Yet, I have witnessed many young mathematics students that could not write a concise, self-contained proof, nor understand its value. I certainly was one of those, and this advice helped me. For these people, it is helpful to learn how to organize your thoughts in an over the top, nearly bourbakist, formal way. Also, the correctness of proofs is much easier to check this way, and any incorrect or illogical stuff sticks out immediately. Then, once you have written your stuff in that dry style, you can add some glimpses of discourse that become much more valuable than if you had started with some informal hand-waving. This is pretty much the writing style of Arnold: his proofs are breath-takingly concise and elegant, and there is an insigthful discourse around them. The proofs without the discourse stand on their own, but the discourse alone would be worthless.
I like your analogy of climbing the cliff and pulling the ladder. But there is another cliff that goes even higher and you needed the ladder for that one! Of course you need to help others to build their own ladders.
> Somewhere not too far away, a student in the class you're teaching cries.
Maybe, maybe not. In any case, I agree that you cannot teach math in a purely bourbakist style. I prefer a "visual" style like that inspired by the books of Arnold, Strang, Needham, and I am the sole teacher in my lab that seriously uses the word "amplitwist" to refer to the complex derivative :)
Part 1:
==============
I feel like there is a survivorship bias in your assessment: the students who would benefit from learning to construct a rigid argument without holes are already the ones who can hand-wave their way to the result, i.e. they already have the motivation and intuition to get there.
On the other hand, I feel like over 9 out of 10 people who could and would enjoy advanced mathematics get turned off by unnecessary formalisms some time in highs school (Lockhart's Lament describes vividly how Euclidean geometry there is massacred - and that's both the first, and often the last time they see proofs!).
To add insult to injury, rigid reasoning is not introduced to students unless they are math majors, and even then, it's when they take a Real Analysis course. The way we teach intro Calculus and Linear Algebra classes should be classified as a Geneva Convention violation and a crime against humanity: all the intuition you can get from a Bourbakism with none of the rigor.

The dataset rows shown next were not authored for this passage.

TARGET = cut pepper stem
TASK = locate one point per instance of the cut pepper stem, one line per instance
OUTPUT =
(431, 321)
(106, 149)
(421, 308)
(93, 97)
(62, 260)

It doesn't need to be this way. Even rigor can be fun. Just like everything else, rigor is a part of mathematics that we do for a reason. Once you approach the very concept of rigor the same way you approach, say, derivatives, you will see that there is no need to impose it on people.
How many times have you seen a "proof" that 0 = 1, usually derived from a coy division by zero, or abusing square roots, etc? People repost those on Facebook as memes. They are fun!
But also, they are the motivating example for rigor. After all, that's the entire reason we need it in the first place: to avoid arriving at incorrect conclusions.
Without having a vast assortment of examples of arriving at incorrect conclusions, rigor is both unmotivated and unnecessary. Newton and Leibniz didn't need rigor when they invented Calculus, after all; hand-wavy infinitesimals did just fine. Why should the students bother?
There is no value in rigor in and of itself. All the effort to put mathematics on a rigorous footing gave us are things like Banach-Tarski Paradox (which is, objectively, absurd and only shows that the extent to which math models physics goes so far!) and Godel's Incompleteness Theorem (which shows that even attempting to reach Perfect Rigor is futile).
You don't need to introduce Peano's axioms to talk about number theory, and neither does any number theorist, really. And we wouldn't want any student to crank out a Principia while working on their topology homework.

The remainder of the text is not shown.